Limits the maximum number of files to be loaded from the training and validation splits. For example, [750, 250] value loads 750 training and 250 validation examples.
DATASET_NAME
required
Dataset Name
INPUT_DATA_PATH
required
Dataset Path (You can enter a path from a website or your file system.)
MODEL_NAME
default:"fpn_aspp_regnetx800mf_edgeailite"
required
You are expected to enter the base model you will use for image segmentation. Currently supported models: fpn_aspp_regnetx800mf_edgeailite, unet_aspp_mobilenetv2_tv_edgeailite, deeplabv3plus_mobilenetv2_tv_edgeailite
TRAINING_EPOCHS
default:"10"
required
Number of epochs to be used in training
BATCH_SIZE
default:"32"
required
Batch size to be used in training
LEARNING_RATE
default:"0.001"
required
Learning rate
NUM_GPUS
default:"1"
required
Number of GPUs to be used

4.1. REGNETx800MF

This model is used to separate objects in the image in detail.
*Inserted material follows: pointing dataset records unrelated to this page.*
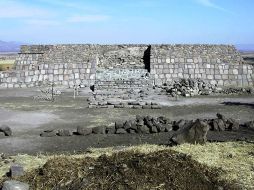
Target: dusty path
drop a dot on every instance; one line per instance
(28, 118)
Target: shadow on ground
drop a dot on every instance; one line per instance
(251, 105)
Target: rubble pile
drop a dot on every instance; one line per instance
(189, 87)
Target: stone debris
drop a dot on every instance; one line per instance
(189, 87)
(6, 130)
(150, 125)
(15, 185)
(193, 132)
(221, 123)
(48, 133)
(249, 125)
(84, 131)
(64, 133)
(16, 170)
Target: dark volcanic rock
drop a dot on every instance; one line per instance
(195, 133)
(143, 129)
(168, 127)
(250, 125)
(119, 124)
(131, 131)
(232, 124)
(84, 131)
(153, 129)
(121, 131)
(179, 124)
(15, 185)
(218, 125)
(16, 170)
(222, 117)
(6, 130)
(99, 130)
(2, 134)
(64, 133)
(48, 133)
(111, 129)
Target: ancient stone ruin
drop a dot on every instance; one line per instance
(124, 66)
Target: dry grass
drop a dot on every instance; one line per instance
(236, 159)
(7, 62)
(215, 163)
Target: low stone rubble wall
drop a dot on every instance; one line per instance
(216, 64)
(77, 64)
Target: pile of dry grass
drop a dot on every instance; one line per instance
(228, 165)
(165, 169)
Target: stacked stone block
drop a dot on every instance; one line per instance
(221, 65)
(79, 64)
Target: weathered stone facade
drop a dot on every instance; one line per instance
(221, 65)
(84, 64)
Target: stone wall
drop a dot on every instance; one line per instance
(217, 64)
(80, 64)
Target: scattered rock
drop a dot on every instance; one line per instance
(218, 125)
(179, 124)
(143, 129)
(48, 133)
(121, 131)
(250, 124)
(111, 129)
(84, 131)
(15, 185)
(99, 130)
(119, 124)
(16, 170)
(232, 124)
(222, 117)
(195, 133)
(131, 131)
(168, 127)
(6, 130)
(189, 87)
(64, 133)
(2, 134)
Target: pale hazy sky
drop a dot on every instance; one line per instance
(127, 21)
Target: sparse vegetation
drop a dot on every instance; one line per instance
(143, 167)
(6, 64)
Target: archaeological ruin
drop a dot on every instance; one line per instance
(124, 66)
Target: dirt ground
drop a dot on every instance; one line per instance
(28, 118)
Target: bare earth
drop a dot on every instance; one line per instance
(28, 118)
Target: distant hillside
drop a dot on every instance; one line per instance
(10, 46)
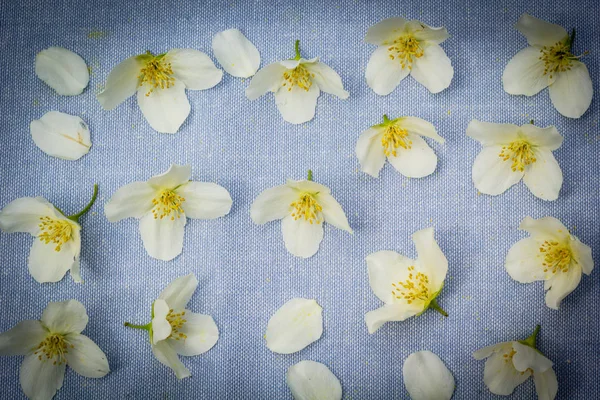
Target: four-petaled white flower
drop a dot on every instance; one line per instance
(49, 345)
(160, 82)
(407, 47)
(512, 152)
(549, 62)
(58, 237)
(509, 364)
(163, 203)
(401, 141)
(175, 330)
(407, 287)
(297, 84)
(551, 255)
(303, 207)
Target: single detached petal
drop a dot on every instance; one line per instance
(180, 291)
(21, 339)
(309, 380)
(236, 54)
(433, 70)
(164, 109)
(62, 70)
(297, 324)
(384, 74)
(61, 135)
(426, 377)
(572, 91)
(539, 32)
(65, 317)
(205, 200)
(301, 238)
(85, 357)
(194, 68)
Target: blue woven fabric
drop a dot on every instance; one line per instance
(244, 270)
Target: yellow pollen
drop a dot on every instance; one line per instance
(298, 76)
(393, 138)
(55, 231)
(405, 49)
(167, 204)
(520, 153)
(307, 207)
(416, 287)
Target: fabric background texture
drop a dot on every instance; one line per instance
(245, 273)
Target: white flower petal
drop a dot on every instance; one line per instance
(236, 54)
(85, 357)
(194, 68)
(204, 200)
(62, 70)
(384, 74)
(301, 238)
(298, 105)
(294, 326)
(426, 377)
(539, 32)
(434, 69)
(416, 162)
(309, 380)
(164, 109)
(572, 91)
(65, 317)
(61, 135)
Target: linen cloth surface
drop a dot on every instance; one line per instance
(245, 273)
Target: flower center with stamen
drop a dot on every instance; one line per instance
(415, 287)
(557, 256)
(405, 49)
(55, 231)
(393, 138)
(307, 207)
(167, 203)
(520, 153)
(298, 76)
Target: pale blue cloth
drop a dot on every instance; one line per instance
(244, 270)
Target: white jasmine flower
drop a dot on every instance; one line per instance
(57, 243)
(509, 364)
(175, 330)
(236, 54)
(426, 377)
(407, 287)
(61, 135)
(303, 207)
(407, 47)
(62, 70)
(49, 345)
(297, 84)
(163, 203)
(298, 323)
(549, 62)
(310, 380)
(160, 82)
(551, 255)
(400, 141)
(512, 152)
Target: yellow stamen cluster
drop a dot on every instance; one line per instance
(395, 137)
(521, 154)
(55, 231)
(405, 49)
(557, 256)
(416, 287)
(168, 203)
(307, 207)
(298, 76)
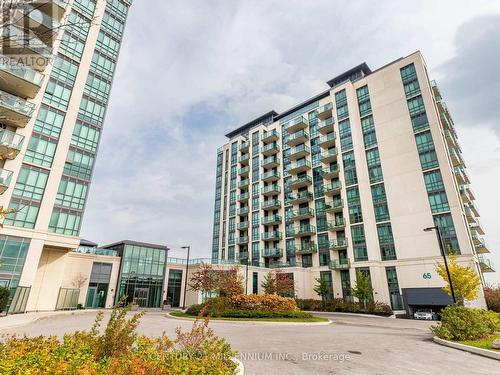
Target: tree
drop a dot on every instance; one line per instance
(278, 282)
(465, 280)
(322, 289)
(363, 289)
(79, 281)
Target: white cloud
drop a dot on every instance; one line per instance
(235, 60)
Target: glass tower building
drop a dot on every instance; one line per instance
(57, 64)
(346, 181)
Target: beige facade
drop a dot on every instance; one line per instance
(409, 175)
(53, 101)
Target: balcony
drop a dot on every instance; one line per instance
(271, 220)
(270, 190)
(19, 79)
(272, 252)
(242, 240)
(271, 162)
(5, 178)
(242, 211)
(270, 176)
(300, 197)
(15, 111)
(339, 264)
(303, 230)
(244, 172)
(242, 225)
(299, 166)
(298, 182)
(272, 204)
(337, 224)
(298, 152)
(270, 136)
(329, 156)
(244, 159)
(274, 235)
(456, 158)
(244, 146)
(302, 213)
(244, 183)
(307, 248)
(325, 111)
(333, 188)
(338, 244)
(243, 197)
(296, 124)
(10, 144)
(243, 255)
(335, 205)
(461, 176)
(325, 127)
(297, 138)
(327, 140)
(270, 149)
(485, 264)
(331, 171)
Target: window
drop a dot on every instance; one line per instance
(49, 121)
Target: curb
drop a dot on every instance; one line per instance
(471, 349)
(294, 324)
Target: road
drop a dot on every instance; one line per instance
(350, 345)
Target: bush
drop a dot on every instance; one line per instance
(459, 323)
(492, 296)
(340, 305)
(4, 298)
(119, 351)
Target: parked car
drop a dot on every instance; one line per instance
(425, 314)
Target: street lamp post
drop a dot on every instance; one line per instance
(185, 281)
(441, 247)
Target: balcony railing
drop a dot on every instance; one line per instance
(339, 264)
(271, 190)
(302, 181)
(325, 111)
(307, 248)
(10, 144)
(15, 111)
(271, 236)
(5, 179)
(272, 252)
(271, 219)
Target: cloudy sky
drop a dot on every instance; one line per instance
(191, 70)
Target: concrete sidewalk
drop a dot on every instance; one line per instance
(17, 320)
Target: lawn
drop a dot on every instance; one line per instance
(314, 319)
(483, 343)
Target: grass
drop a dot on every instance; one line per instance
(314, 319)
(483, 343)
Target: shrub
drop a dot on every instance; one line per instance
(4, 298)
(119, 351)
(492, 296)
(460, 323)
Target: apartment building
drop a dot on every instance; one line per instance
(346, 182)
(56, 70)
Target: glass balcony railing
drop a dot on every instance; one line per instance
(10, 144)
(272, 252)
(339, 264)
(5, 179)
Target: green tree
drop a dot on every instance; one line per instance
(465, 280)
(363, 289)
(322, 289)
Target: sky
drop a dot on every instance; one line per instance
(191, 70)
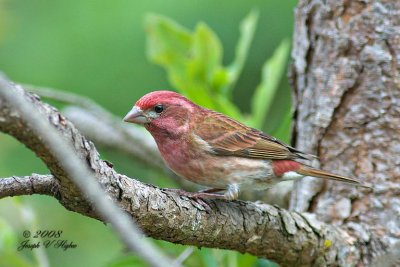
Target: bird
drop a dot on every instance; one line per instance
(213, 150)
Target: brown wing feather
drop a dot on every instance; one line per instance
(230, 138)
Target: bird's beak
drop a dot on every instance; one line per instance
(136, 116)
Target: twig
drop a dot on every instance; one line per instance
(28, 185)
(83, 178)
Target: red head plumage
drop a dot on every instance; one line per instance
(161, 97)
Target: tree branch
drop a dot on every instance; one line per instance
(28, 185)
(289, 238)
(75, 168)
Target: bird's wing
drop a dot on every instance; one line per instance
(228, 137)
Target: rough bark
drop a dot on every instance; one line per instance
(347, 91)
(289, 238)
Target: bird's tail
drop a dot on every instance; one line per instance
(308, 171)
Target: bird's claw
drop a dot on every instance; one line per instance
(198, 197)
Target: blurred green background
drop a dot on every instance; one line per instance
(98, 49)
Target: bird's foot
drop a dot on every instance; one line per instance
(199, 196)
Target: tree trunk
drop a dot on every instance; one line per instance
(347, 91)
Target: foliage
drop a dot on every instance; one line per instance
(193, 61)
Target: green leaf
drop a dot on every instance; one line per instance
(127, 261)
(169, 45)
(272, 73)
(225, 106)
(247, 29)
(206, 56)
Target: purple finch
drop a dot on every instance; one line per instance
(211, 149)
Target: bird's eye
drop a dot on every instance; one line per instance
(159, 108)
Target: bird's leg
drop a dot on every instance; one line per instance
(232, 192)
(211, 190)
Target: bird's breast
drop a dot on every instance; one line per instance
(196, 162)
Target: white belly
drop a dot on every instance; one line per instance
(250, 174)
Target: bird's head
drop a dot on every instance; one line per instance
(162, 111)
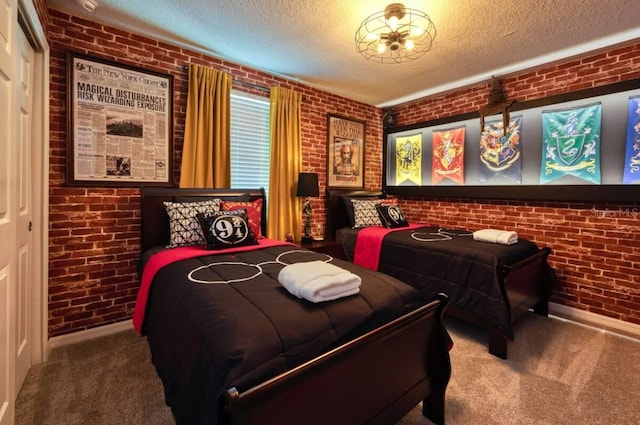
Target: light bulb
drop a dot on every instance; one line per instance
(371, 37)
(393, 22)
(417, 31)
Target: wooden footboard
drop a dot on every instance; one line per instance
(375, 379)
(526, 287)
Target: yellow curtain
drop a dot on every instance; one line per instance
(206, 153)
(284, 208)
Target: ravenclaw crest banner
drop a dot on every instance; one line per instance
(448, 155)
(409, 159)
(500, 153)
(571, 143)
(632, 155)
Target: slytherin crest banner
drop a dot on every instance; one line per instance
(448, 155)
(409, 159)
(632, 152)
(500, 153)
(571, 143)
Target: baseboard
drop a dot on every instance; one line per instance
(599, 321)
(89, 334)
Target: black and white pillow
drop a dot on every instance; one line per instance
(391, 216)
(184, 229)
(226, 229)
(365, 213)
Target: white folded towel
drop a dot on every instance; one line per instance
(318, 281)
(503, 237)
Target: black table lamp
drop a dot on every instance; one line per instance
(307, 187)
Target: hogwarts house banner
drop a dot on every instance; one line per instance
(571, 143)
(632, 152)
(448, 155)
(409, 159)
(500, 154)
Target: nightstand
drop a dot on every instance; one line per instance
(327, 246)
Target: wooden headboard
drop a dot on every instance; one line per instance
(155, 221)
(336, 212)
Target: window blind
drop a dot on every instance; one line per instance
(250, 147)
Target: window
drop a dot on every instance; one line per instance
(250, 147)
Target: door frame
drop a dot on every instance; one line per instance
(29, 21)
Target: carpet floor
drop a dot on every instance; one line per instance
(558, 372)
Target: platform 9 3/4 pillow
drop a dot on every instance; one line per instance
(226, 229)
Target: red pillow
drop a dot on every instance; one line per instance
(254, 212)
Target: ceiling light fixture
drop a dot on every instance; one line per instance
(397, 34)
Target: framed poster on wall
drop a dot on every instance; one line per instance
(581, 145)
(120, 124)
(345, 152)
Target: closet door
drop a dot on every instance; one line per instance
(8, 210)
(24, 207)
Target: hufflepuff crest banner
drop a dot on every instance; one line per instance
(571, 143)
(500, 153)
(409, 160)
(448, 155)
(632, 151)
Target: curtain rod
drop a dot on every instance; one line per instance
(243, 83)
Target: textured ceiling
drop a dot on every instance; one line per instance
(312, 41)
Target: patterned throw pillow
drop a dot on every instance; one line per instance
(391, 216)
(184, 229)
(365, 214)
(254, 212)
(226, 229)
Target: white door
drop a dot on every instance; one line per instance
(23, 202)
(8, 219)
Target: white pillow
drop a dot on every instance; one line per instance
(184, 228)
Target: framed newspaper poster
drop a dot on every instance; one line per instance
(120, 124)
(345, 152)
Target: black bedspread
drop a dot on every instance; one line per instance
(434, 260)
(237, 326)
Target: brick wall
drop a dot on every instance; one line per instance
(94, 238)
(596, 247)
(94, 232)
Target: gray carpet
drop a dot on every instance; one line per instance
(557, 373)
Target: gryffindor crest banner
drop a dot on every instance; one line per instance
(448, 155)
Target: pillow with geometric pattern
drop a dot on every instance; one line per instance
(226, 229)
(391, 216)
(365, 213)
(184, 229)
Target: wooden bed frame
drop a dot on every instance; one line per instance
(374, 379)
(520, 282)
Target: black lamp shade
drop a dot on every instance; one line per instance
(308, 185)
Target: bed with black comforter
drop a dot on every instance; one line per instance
(232, 345)
(489, 284)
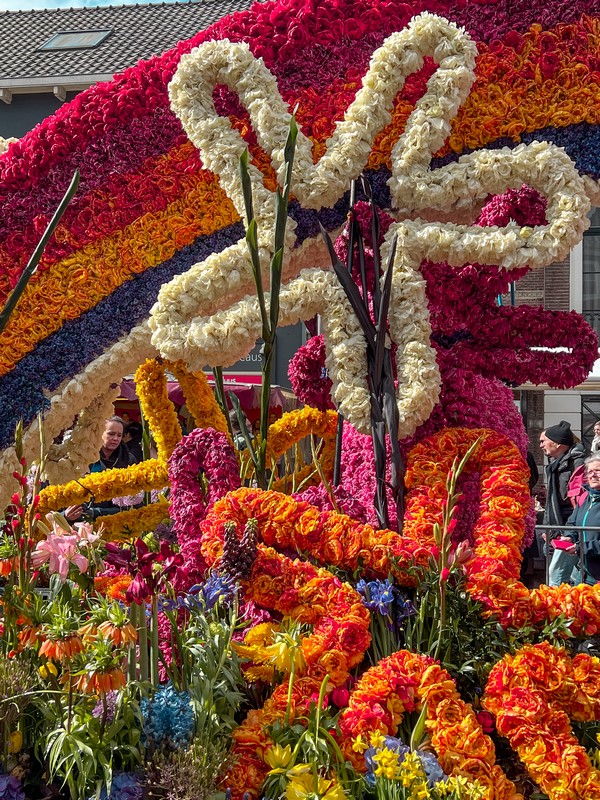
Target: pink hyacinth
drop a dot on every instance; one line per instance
(60, 552)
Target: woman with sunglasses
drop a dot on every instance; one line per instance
(586, 544)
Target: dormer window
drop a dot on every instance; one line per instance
(76, 40)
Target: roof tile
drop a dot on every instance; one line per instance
(139, 32)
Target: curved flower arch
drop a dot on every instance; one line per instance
(532, 694)
(405, 682)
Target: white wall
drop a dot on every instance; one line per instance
(563, 404)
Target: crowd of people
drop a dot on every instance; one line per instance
(572, 493)
(572, 499)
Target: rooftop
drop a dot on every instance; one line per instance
(136, 32)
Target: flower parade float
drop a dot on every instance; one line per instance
(332, 609)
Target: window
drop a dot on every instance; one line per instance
(75, 40)
(591, 271)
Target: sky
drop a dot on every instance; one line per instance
(24, 5)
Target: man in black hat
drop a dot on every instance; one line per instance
(564, 455)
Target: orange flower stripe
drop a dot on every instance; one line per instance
(326, 536)
(113, 586)
(339, 640)
(493, 573)
(251, 739)
(291, 429)
(314, 596)
(199, 398)
(147, 242)
(151, 386)
(405, 682)
(502, 102)
(532, 694)
(295, 425)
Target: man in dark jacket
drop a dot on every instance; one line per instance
(564, 455)
(113, 455)
(586, 544)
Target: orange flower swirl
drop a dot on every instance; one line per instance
(338, 642)
(405, 682)
(533, 694)
(493, 573)
(326, 536)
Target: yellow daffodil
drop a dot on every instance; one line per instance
(278, 757)
(377, 739)
(287, 651)
(412, 774)
(304, 788)
(15, 742)
(387, 764)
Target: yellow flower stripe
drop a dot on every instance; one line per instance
(151, 385)
(80, 281)
(121, 526)
(289, 430)
(199, 398)
(295, 425)
(105, 485)
(151, 388)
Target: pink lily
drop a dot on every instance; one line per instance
(60, 552)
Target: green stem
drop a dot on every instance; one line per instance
(154, 642)
(290, 690)
(143, 640)
(132, 666)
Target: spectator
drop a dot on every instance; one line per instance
(565, 455)
(586, 545)
(595, 446)
(133, 439)
(113, 455)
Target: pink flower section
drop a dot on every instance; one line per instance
(59, 552)
(308, 375)
(207, 452)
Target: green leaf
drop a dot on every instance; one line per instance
(246, 184)
(34, 261)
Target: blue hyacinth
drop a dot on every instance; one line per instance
(216, 588)
(377, 595)
(10, 788)
(168, 717)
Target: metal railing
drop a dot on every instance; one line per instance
(593, 317)
(557, 530)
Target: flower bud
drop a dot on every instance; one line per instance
(340, 696)
(486, 720)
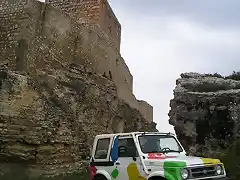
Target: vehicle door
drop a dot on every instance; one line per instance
(100, 158)
(128, 163)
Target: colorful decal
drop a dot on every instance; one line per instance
(133, 172)
(172, 169)
(210, 161)
(93, 171)
(114, 150)
(159, 156)
(114, 173)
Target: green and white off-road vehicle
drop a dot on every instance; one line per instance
(148, 156)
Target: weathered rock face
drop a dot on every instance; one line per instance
(205, 113)
(48, 121)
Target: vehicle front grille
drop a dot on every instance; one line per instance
(203, 171)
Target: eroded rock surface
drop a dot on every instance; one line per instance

It recognizes objects of different sizes well and provides high accuracy in more complex tasks. It is preferred more in industrial and embedded systems.

4.2. UNET-MOBILENET

A lightweight and fast segmentation model. Suitable for mobile devices and small computers with low resource usage. Clearly extracts the boundaries of objects in the image.

4.3. DEEPLABV3plus-MOBILENET

Provides lightweight but detailed results. Accurately predicts the area and boundaries of objects in the image. Suitable for applications requiring medium accuracy and speed on edge devices.